As long as these conditions persist, local violence will emerge and international terrorists will be attracted to the Horn of Africa.
The solutions to these problems are complex and cannot be carried out by African states alone. Combating terrorism in Africa entails building and improving economic capacity and infrastructure, promoting good governance, rolling back warlords, providing good-will assistance, disseminating moderation through education and local media, and improving intelligence on groups and emerging alliances between local groups and transnational terrorists.
Al-Qaeda has a limited presence in the Horn of Africa today, but it could exploit the region’s many vulnerabilities to create an operational platform through which to recruit, train and form local jihadist groups. As is the case with North Africa, we must reach out to our allies in the spirit of cooperation and capacity-building to ensure that al-Qaeda’s presence in the Horn of Africa remains limited.
Despite recent successes, the threat from Islamic radicals and terrorists has not been fully eliminated. In certain aspects, this threat may prove greater and more difficult to detect and defeat. It is imperative that the struggle against violent radicalisation continues.
Over the next two days, as you address questions regarding violent Islamic radicalisation, I must reiterate that the vast majority of Muslims living in Europe, Africa and elsewhere have no radical agenda.

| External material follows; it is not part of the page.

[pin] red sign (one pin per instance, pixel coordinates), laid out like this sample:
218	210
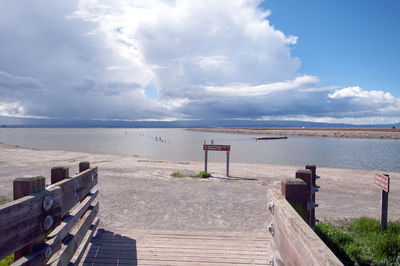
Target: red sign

Unfortunately, the hateful actions of violent extremists who constitute a tiny minority in the Muslim community sometimes may cause some to overlook this reality.
In conclusion, I want to thank you for this opportunity to address you today. Over the next two days, you will be discussing one of the most important subjects of our generation. While recognising our successes, we also recognise that challenges remain, I thank you all for coming together in effort to take on these challenges and I wish you a successful conference.